Supreme Court Hears Landmark Challenge to Big Brother Medical Databases, Reports the Association of American Physicians and Surgeons (AAPS)


TUCSON, Ariz., Dec. 02, 2015 (GLOBE NEWSWIRE) -- At least 16 states are building intrusive Big Brother medical databases about patients and physicians, and the U.S. Supreme Court heard oral argument this morning, reports the Association of American Physicians and Surgeons. AAPS filed an amicus brief in this case urging the Court to protect patient privacy from the prying eyes of many States.

“States have no business gathering personal medical information about patients without their voluntary consent,” states Jane M. Orient, M.D., AAPS executive director. “Insurance companies should not share patient medical information with the States unless the patients have specifically opted in to waiving their privacy.”

The Second Circuit federal appellate court had properly struck down Vermont’s demand for “massive amounts of claims information” about patients from insurance companies, notes AAPS. The Vermont law created “significant (and obvious) privacy risks” to patients’ highly personal information, the Second Circuit ruled.

The information demanded by States of insurance companies is supposedly “de-identified,” but researchers at Harvard were able to re-identify 84%-97% of the individuals in a DNA database by cross-referencing with public voter registrations lists. Professor Latanya Sweeney even showed how private medical information about then-Governor William Weld of Massachusetts could be publicly disclosed through this process, AAPS observes.
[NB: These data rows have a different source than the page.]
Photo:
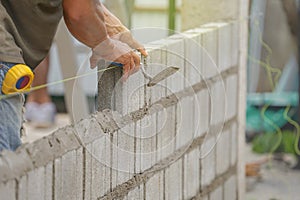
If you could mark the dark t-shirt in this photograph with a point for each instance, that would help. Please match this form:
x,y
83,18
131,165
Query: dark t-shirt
x,y
27,28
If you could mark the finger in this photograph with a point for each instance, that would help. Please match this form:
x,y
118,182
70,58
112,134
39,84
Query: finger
x,y
126,70
143,51
137,62
132,65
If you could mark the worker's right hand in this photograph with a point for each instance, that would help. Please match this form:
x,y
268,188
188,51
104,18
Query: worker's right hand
x,y
116,51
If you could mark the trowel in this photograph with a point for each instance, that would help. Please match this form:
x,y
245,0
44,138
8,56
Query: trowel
x,y
158,77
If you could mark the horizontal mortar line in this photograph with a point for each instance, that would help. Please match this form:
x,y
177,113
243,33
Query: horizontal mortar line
x,y
217,182
165,102
121,190
155,107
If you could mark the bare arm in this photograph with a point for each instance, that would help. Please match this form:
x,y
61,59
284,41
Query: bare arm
x,y
85,20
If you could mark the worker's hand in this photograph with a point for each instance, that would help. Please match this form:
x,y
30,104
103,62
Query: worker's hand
x,y
116,51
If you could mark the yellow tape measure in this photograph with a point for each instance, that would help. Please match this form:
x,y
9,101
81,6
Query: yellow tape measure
x,y
17,79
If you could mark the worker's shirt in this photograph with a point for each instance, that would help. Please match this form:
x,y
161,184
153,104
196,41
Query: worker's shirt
x,y
27,28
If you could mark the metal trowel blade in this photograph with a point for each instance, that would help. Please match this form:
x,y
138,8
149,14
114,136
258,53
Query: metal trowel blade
x,y
162,75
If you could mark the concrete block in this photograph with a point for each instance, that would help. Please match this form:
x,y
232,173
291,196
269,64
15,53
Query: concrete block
x,y
148,141
100,166
185,122
223,152
8,190
133,93
202,114
68,175
23,188
216,194
191,174
88,130
53,146
232,96
173,181
48,181
218,103
36,184
235,43
58,187
233,146
224,31
204,198
156,62
208,161
155,187
108,89
166,132
137,193
14,164
175,57
87,185
230,189
193,58
209,42
123,155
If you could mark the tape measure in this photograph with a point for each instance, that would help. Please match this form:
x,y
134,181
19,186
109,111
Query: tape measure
x,y
17,79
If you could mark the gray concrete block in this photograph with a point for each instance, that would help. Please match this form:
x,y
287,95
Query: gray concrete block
x,y
155,187
233,145
202,112
193,59
218,103
224,34
45,150
87,191
133,93
137,193
232,96
165,132
209,56
208,161
235,43
223,152
185,122
8,190
216,194
36,184
107,98
23,187
230,188
173,181
123,155
156,62
106,121
88,130
68,175
14,164
48,181
191,174
100,166
175,57
148,141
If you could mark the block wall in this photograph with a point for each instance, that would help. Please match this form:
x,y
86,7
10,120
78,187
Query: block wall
x,y
176,140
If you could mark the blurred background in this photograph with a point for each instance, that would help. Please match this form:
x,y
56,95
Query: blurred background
x,y
272,112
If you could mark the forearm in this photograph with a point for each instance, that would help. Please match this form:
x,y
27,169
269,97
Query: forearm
x,y
85,20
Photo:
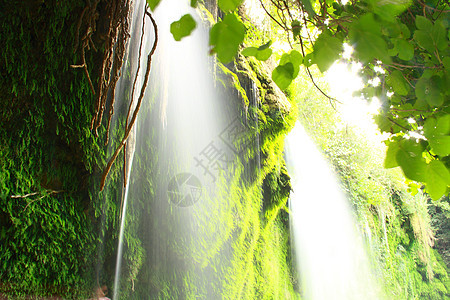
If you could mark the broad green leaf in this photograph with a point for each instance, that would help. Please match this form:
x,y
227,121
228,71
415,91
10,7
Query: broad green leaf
x,y
229,5
443,124
388,10
437,126
414,168
365,35
446,62
326,50
391,155
296,27
429,90
438,178
383,123
283,75
405,49
182,27
261,53
398,83
424,40
438,34
153,4
226,36
440,145
295,58
411,147
431,37
250,51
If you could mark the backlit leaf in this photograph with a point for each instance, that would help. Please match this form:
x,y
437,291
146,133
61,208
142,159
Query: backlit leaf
x,y
326,50
153,4
261,53
365,35
438,178
405,49
440,145
229,5
423,23
226,36
429,90
414,168
182,27
398,83
283,75
391,155
309,8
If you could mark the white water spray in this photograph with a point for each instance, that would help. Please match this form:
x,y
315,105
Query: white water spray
x,y
330,256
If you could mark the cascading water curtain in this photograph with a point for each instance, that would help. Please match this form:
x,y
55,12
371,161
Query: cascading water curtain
x,y
329,253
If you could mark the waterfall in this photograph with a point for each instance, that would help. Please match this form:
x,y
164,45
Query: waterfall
x,y
328,251
184,149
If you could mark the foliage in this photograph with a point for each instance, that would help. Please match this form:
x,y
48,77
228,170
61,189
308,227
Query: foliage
x,y
49,217
408,40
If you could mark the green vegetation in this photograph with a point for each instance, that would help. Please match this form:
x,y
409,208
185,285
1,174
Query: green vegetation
x,y
407,40
398,226
50,213
58,233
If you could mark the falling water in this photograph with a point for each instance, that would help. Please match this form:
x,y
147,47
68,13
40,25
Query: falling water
x,y
183,143
328,251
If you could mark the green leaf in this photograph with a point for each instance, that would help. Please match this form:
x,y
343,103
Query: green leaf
x,y
438,178
283,75
413,167
437,126
398,83
182,27
229,5
405,49
326,50
439,35
226,36
424,40
261,53
153,4
296,27
446,62
431,37
411,147
295,58
388,10
429,90
440,145
365,35
423,23
391,155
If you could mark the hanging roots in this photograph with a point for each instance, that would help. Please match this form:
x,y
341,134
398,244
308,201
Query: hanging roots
x,y
116,37
129,126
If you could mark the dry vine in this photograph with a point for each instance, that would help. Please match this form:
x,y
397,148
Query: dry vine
x,y
138,104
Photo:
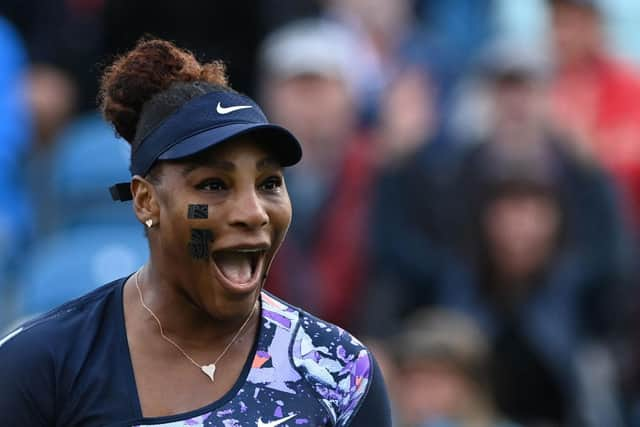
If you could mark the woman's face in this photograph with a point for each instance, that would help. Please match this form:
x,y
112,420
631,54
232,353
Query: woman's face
x,y
222,217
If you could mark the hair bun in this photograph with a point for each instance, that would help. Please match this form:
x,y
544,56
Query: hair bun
x,y
151,67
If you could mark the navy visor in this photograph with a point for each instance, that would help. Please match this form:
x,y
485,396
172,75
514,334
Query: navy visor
x,y
206,121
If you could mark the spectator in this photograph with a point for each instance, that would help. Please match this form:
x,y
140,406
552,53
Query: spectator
x,y
596,98
409,215
308,90
529,289
443,362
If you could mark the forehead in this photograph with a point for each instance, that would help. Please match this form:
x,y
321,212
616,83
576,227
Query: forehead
x,y
234,154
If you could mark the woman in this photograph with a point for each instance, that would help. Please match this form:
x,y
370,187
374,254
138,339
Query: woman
x,y
191,339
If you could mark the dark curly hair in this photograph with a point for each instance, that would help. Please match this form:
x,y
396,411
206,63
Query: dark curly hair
x,y
150,82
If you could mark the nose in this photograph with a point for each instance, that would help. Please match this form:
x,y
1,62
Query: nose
x,y
248,211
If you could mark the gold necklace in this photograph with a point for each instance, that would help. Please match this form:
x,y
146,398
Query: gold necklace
x,y
210,369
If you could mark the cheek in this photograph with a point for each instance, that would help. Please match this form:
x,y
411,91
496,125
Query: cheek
x,y
280,214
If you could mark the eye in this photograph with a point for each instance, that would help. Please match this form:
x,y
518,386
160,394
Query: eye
x,y
272,184
212,185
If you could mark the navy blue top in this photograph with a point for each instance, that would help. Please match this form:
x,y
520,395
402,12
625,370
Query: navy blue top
x,y
72,367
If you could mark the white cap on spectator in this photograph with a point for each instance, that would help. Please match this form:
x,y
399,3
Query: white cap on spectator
x,y
310,46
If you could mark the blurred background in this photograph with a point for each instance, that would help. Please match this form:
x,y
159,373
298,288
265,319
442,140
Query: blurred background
x,y
468,202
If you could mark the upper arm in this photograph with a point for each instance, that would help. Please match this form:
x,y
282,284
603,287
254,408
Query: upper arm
x,y
373,408
26,385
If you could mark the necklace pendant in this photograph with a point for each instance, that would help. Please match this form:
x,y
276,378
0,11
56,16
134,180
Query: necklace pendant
x,y
209,370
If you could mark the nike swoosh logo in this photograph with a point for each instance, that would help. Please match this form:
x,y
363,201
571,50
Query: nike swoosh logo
x,y
226,110
275,423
The appellate court had correctly ruled, in the opinion of AAPS, after considering the important privacy issue, that the Vermont regulatory scheme is preempted by ERISA, which is the federal law governing many health plans. Yet the U.S. Supreme Court took this case at the request of the State of Vermont, which seeks reversal of the Second Circuit decision.

“The appellate decision below protects medical record privacy against intrusion by a Vermont regulatory scheme that requires production to the State of massive amounts of data related to individual care of patients,” wrote AAPS General Counsel Andrew Schlafly in the AAPS amicus brief, which Vermonters for Health Care Freedom joined.
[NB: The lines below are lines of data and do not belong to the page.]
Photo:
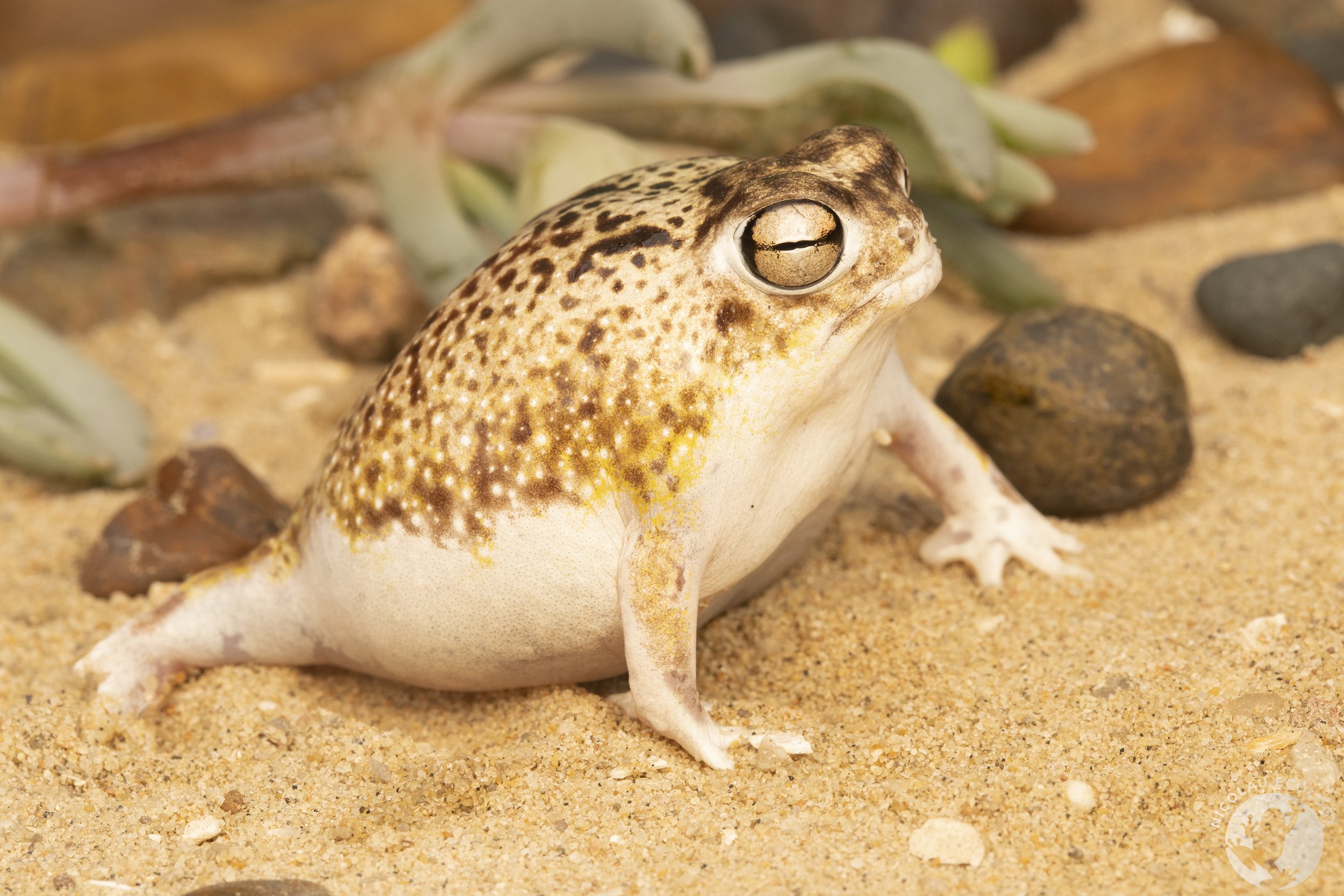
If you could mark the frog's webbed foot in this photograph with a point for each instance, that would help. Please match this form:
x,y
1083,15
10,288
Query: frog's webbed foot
x,y
133,676
659,590
988,521
990,535
235,614
727,736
“President Obama does not release his medical records, and neither did President Bill Clinton,” Andrew Schlafly observes. “Why should everyday Americans be subjected to this privacy invasion?”
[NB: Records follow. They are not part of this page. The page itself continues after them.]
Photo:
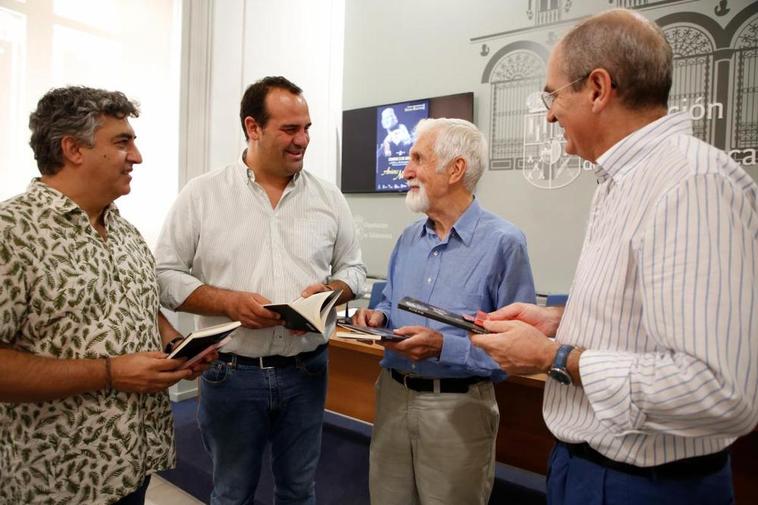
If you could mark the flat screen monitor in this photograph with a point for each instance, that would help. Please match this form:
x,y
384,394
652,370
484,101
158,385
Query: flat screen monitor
x,y
376,140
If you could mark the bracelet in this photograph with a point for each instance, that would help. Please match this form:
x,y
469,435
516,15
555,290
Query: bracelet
x,y
108,374
172,344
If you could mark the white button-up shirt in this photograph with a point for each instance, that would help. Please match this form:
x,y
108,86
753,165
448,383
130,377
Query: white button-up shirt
x,y
222,231
665,299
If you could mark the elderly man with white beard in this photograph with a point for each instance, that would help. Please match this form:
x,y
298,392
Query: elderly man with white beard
x,y
436,416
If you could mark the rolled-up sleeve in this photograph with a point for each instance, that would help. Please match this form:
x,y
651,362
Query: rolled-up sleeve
x,y
347,262
13,292
698,281
175,251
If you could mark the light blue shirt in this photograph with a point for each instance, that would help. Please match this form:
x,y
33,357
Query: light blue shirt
x,y
481,265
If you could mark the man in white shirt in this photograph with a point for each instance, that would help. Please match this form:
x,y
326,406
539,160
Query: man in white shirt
x,y
653,371
258,231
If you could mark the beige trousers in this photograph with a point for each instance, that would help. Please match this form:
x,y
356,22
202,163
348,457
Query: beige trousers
x,y
432,448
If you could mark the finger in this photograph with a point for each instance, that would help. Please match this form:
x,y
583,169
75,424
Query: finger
x,y
312,290
259,298
262,313
410,330
498,326
359,318
377,319
507,312
164,364
480,340
170,378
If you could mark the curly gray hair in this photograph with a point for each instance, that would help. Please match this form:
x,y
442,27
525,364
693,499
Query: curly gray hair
x,y
74,111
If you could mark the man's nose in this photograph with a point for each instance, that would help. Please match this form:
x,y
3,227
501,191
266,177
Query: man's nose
x,y
134,155
408,172
302,138
550,116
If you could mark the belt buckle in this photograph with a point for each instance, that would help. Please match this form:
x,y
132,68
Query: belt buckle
x,y
260,364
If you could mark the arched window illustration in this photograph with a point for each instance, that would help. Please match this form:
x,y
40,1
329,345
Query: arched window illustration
x,y
692,87
514,77
744,113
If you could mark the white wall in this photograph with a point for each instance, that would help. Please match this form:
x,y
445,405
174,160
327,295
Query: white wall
x,y
298,39
399,50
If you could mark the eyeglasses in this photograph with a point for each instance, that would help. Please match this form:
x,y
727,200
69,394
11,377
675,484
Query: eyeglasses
x,y
548,97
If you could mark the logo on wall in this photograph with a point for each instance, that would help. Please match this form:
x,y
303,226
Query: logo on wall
x,y
715,79
546,164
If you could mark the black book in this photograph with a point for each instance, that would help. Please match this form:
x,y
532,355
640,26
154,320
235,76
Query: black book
x,y
438,314
314,313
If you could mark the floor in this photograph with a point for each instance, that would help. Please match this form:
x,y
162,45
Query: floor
x,y
162,492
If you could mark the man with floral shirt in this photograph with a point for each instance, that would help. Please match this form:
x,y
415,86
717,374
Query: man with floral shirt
x,y
84,416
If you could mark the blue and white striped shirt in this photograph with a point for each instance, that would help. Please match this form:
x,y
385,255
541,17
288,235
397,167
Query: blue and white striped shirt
x,y
664,300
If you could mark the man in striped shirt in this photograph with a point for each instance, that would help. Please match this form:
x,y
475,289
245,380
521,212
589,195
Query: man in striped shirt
x,y
654,366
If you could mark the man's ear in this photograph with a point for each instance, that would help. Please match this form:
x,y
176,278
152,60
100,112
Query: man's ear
x,y
457,169
72,150
600,85
252,128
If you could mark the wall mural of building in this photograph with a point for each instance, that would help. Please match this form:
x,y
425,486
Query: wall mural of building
x,y
715,80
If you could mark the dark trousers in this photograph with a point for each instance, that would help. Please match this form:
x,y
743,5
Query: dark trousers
x,y
574,480
136,497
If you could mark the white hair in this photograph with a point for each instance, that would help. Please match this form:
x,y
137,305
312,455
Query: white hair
x,y
457,137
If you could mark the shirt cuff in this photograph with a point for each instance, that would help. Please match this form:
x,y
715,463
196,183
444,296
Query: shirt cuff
x,y
353,281
174,293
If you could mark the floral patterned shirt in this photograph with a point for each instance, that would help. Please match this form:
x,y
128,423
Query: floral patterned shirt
x,y
67,293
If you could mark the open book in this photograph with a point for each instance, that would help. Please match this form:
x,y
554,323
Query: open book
x,y
314,313
367,333
444,316
203,341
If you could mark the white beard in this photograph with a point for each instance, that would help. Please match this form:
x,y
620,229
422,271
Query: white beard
x,y
417,201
Several States asserted that these database enabled them to discover in 2011 that hysterectomies were being overused, “but the same point about unnecessary hysterectomies was fully reported by CNN” as early as 2007, Schlafly writes.

A decision is expected from the Court by June.

The Association of American Physicians and Surgeons (AAPS) is a national organization representing physicians in all specialties since 1943. Its motto is omnia pro aegroto, everything for the patient.